The Crocodile Farm Hotel in Ashfield is the latest gaming-centric metro pub to market, being sold for the first time in its history.
The Crocodile is located in the heart of the Ashfield high street retail precinct at the main entrance to Ashfield Mall Shopping Centre and adjacent to one of Sydney’s busiest railway stations, seen by around 10 million passengers each year, in what is affectionately known as ‘Little Shanghai’, encompassing Asian restaurants, grocers and retail shops fronting Liverpool Road.
It has a two-level trading footprint with efficient single service point on each floor, ranging a public bar, gaming room with bar and 30 machines, and restaurant and bar on the first floor. The licence stipulates 24-hour trading approvals, including midnight trading on Sundays and 3-hour weekend shutdowns.
Average weekly revenue in excess of $164k is generated across bar, gaming and wagering only, as the restaurant, usually under lease, is currently not in operation.
Ashfield Mall enjoys more than 7.3 million visitors annually, and the pub benefits from the volume of customer traffic to the Woolworths, Coles, Aldi and Kmart anchor-tenanted complex.
“Robust assets with long histories of profit generation such as this one are as rare as they are keenly sought, and the hotel’s proximity to multiple patronage generators provides confidence regarding sustainable footfall,” advised HTL Property Managing Director, Andrew Jolliffe, managing the sale campaign in conjunction with JLL Hotels’ John Musca.
The Crocodile occupies a 396sqm site zoned B4 mixed-use, with 23-metre height limit and 3:1 FSR, providing future development potential, subject to council approvals.
The area is deemed ‘under-pubbed’ with only two in a large town centre servicing Ashfield, Croydon, Canterbury, Campsie and Burwood, and the Crocodile is well positioned to capitalise on Ashfield’s residential growth prospects, seen in nearly 700 apartments in the immediate development pipeline.

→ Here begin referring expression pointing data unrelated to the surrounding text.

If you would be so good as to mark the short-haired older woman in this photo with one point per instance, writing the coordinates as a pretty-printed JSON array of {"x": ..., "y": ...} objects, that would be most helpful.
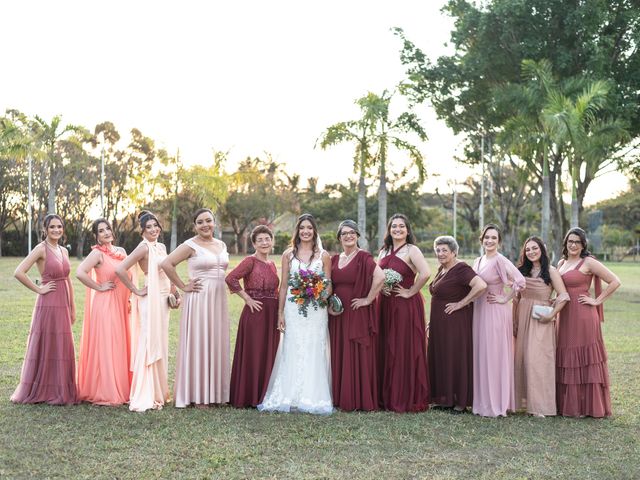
[
  {"x": 258, "y": 335},
  {"x": 582, "y": 377},
  {"x": 493, "y": 383},
  {"x": 450, "y": 349},
  {"x": 354, "y": 331}
]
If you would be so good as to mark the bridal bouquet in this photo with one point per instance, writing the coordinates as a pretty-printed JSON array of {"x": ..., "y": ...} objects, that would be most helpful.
[
  {"x": 391, "y": 279},
  {"x": 308, "y": 288}
]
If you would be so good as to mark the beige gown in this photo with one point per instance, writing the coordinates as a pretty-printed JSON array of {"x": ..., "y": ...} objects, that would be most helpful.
[
  {"x": 150, "y": 338},
  {"x": 535, "y": 355}
]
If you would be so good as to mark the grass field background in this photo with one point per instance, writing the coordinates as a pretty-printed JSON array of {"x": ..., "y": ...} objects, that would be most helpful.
[{"x": 86, "y": 441}]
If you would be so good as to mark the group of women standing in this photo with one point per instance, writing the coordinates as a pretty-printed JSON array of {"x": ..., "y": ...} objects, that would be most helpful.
[{"x": 375, "y": 352}]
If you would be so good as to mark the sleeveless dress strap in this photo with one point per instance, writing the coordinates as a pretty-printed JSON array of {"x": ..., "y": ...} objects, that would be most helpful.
[{"x": 396, "y": 250}]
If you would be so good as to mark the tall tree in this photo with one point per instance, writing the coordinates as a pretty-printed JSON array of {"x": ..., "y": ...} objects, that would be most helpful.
[
  {"x": 49, "y": 134},
  {"x": 389, "y": 132},
  {"x": 359, "y": 132}
]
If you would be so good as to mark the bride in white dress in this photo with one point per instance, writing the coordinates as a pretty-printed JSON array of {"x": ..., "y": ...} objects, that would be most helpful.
[{"x": 301, "y": 376}]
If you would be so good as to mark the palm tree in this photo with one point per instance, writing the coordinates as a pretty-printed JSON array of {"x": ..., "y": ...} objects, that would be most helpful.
[
  {"x": 390, "y": 132},
  {"x": 592, "y": 140},
  {"x": 48, "y": 135},
  {"x": 359, "y": 132}
]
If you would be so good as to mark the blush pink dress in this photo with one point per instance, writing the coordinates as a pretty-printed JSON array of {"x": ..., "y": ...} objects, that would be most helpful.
[{"x": 203, "y": 360}]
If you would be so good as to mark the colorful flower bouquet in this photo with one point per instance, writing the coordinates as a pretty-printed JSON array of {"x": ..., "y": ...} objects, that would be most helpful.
[
  {"x": 391, "y": 279},
  {"x": 308, "y": 288}
]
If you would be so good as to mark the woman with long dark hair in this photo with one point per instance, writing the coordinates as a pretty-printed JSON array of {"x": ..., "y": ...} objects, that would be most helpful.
[
  {"x": 301, "y": 375},
  {"x": 48, "y": 372},
  {"x": 493, "y": 386},
  {"x": 535, "y": 353},
  {"x": 582, "y": 376},
  {"x": 150, "y": 334},
  {"x": 104, "y": 376},
  {"x": 403, "y": 347}
]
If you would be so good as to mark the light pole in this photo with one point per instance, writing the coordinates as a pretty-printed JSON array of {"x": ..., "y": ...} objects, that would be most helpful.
[
  {"x": 102, "y": 178},
  {"x": 29, "y": 200}
]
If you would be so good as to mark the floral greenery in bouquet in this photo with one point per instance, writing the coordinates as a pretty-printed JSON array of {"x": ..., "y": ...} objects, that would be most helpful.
[
  {"x": 391, "y": 279},
  {"x": 308, "y": 289}
]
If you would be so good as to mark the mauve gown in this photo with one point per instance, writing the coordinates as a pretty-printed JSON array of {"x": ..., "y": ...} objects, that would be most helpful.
[
  {"x": 49, "y": 368},
  {"x": 403, "y": 340},
  {"x": 104, "y": 375},
  {"x": 582, "y": 377},
  {"x": 203, "y": 362},
  {"x": 258, "y": 335},
  {"x": 493, "y": 382},
  {"x": 451, "y": 340},
  {"x": 353, "y": 335}
]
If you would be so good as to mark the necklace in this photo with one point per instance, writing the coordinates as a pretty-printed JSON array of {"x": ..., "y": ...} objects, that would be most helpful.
[{"x": 344, "y": 258}]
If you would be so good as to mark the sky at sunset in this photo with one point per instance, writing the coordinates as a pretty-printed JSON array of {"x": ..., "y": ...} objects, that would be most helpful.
[{"x": 246, "y": 77}]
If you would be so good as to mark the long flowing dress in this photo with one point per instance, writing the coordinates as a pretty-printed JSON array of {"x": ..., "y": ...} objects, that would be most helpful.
[
  {"x": 258, "y": 336},
  {"x": 104, "y": 375},
  {"x": 403, "y": 340},
  {"x": 354, "y": 336},
  {"x": 203, "y": 363},
  {"x": 535, "y": 356},
  {"x": 493, "y": 384},
  {"x": 150, "y": 337},
  {"x": 582, "y": 375},
  {"x": 48, "y": 372},
  {"x": 451, "y": 339},
  {"x": 301, "y": 375}
]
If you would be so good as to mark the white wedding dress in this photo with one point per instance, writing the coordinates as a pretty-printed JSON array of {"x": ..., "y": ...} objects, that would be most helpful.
[{"x": 301, "y": 375}]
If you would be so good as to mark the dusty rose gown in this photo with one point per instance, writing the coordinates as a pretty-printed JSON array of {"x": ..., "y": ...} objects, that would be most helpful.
[
  {"x": 582, "y": 376},
  {"x": 493, "y": 382},
  {"x": 354, "y": 336},
  {"x": 150, "y": 337},
  {"x": 258, "y": 335},
  {"x": 48, "y": 372},
  {"x": 405, "y": 375},
  {"x": 203, "y": 362},
  {"x": 104, "y": 376}
]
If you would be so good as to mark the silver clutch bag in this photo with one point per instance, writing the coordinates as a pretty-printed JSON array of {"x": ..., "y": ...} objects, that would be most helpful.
[
  {"x": 335, "y": 303},
  {"x": 539, "y": 310}
]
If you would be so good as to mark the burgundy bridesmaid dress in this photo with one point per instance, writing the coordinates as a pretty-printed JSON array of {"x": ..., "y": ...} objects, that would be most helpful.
[
  {"x": 405, "y": 376},
  {"x": 354, "y": 336},
  {"x": 258, "y": 335}
]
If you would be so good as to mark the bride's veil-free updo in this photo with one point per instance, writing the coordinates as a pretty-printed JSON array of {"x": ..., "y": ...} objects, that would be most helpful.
[{"x": 295, "y": 240}]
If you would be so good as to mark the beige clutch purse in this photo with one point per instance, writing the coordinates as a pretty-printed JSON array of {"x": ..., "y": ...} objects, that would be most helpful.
[{"x": 540, "y": 310}]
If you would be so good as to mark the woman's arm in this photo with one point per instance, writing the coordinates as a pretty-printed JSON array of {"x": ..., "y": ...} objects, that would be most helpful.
[
  {"x": 326, "y": 267},
  {"x": 38, "y": 253},
  {"x": 610, "y": 278},
  {"x": 139, "y": 254},
  {"x": 93, "y": 260},
  {"x": 478, "y": 287},
  {"x": 376, "y": 286},
  {"x": 424, "y": 273},
  {"x": 169, "y": 264},
  {"x": 284, "y": 285},
  {"x": 562, "y": 296}
]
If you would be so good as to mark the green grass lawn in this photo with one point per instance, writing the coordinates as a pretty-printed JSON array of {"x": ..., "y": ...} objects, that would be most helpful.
[{"x": 86, "y": 441}]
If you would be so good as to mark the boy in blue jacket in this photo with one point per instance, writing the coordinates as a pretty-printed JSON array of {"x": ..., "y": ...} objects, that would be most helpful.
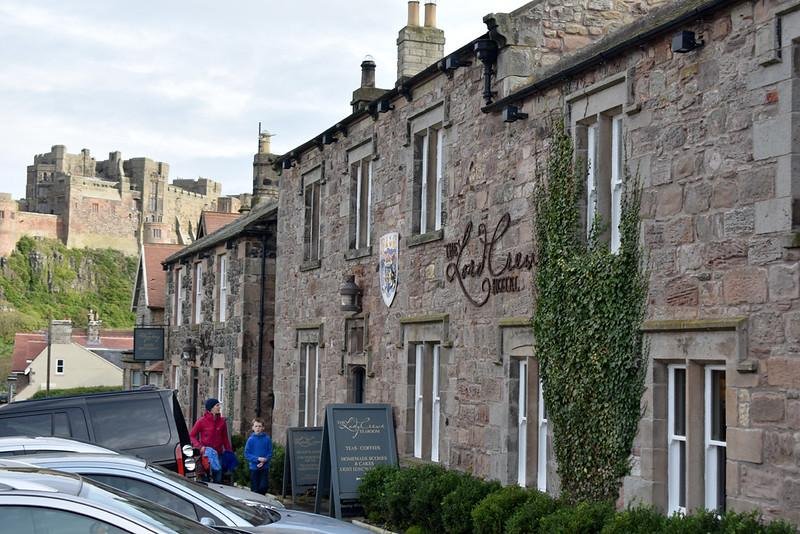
[{"x": 258, "y": 453}]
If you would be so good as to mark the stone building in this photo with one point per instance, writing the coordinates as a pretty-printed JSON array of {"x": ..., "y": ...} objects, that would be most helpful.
[
  {"x": 113, "y": 203},
  {"x": 425, "y": 192},
  {"x": 219, "y": 305}
]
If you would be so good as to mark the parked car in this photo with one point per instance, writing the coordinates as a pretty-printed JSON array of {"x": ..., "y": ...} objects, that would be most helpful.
[
  {"x": 144, "y": 423},
  {"x": 20, "y": 445},
  {"x": 194, "y": 499},
  {"x": 40, "y": 500}
]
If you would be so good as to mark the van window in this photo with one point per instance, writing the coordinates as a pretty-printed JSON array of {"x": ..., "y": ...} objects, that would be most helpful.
[
  {"x": 27, "y": 425},
  {"x": 124, "y": 423}
]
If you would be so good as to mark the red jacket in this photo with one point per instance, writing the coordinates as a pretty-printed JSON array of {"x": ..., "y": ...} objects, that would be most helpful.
[{"x": 211, "y": 431}]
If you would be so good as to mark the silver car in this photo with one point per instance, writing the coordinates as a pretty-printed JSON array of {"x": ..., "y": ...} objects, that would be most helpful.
[
  {"x": 193, "y": 499},
  {"x": 40, "y": 500}
]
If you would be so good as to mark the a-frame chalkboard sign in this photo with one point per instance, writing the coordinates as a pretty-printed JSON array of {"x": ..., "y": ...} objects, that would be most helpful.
[
  {"x": 301, "y": 466},
  {"x": 355, "y": 438}
]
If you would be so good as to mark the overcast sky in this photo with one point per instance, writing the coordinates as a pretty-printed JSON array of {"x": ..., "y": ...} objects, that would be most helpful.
[{"x": 187, "y": 81}]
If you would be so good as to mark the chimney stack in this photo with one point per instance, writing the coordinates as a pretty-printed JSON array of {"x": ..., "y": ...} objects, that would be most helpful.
[
  {"x": 265, "y": 177},
  {"x": 367, "y": 92},
  {"x": 418, "y": 47}
]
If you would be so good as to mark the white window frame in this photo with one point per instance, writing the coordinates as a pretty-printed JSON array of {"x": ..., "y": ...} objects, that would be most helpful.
[
  {"x": 419, "y": 400},
  {"x": 178, "y": 297},
  {"x": 541, "y": 464},
  {"x": 673, "y": 443},
  {"x": 522, "y": 424},
  {"x": 223, "y": 286},
  {"x": 198, "y": 292},
  {"x": 712, "y": 447}
]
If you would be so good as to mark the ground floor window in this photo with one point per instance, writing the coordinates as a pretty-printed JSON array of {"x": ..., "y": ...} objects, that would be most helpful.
[{"x": 309, "y": 384}]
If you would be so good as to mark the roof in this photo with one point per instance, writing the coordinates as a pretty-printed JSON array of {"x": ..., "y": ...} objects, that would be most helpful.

Ashfield precinct is part of Sydney’s lucrative ‘Golden Corridor’ and the pub was ranked #78 for the Jun-22 quarter by Liquor & Gaming. It has a history of being in the Top-50, and holds scope to reconfigure and improve its gaming and wagering, which generates 93 per cent of trade via 22 entitlements and eight permits on dated hardware.
Vendor on the sale is Jeff Williams, who has owned and operated it since a licence was moved to the site.
Sale of the pub follows a spate of metropolitan transactions, including Damien Kelly’s portfolio, Nelson Meers’ record purchase of the Crossroads, Kent Walker divesting the Earlwood, Iris acquiring the Strathfield Hotel, Bill Young buying Bar Broadway, and Pat Gallagher taking on the Longueville Hotel.
Multiple gaming-centric pubs have transacted in the last 12 months, at a reported average yield of around 5.2 per cent.
The freehold going concern of the Crocodile Hotel is for sale by Expressions of Interest, closing Wednesday, 26 October.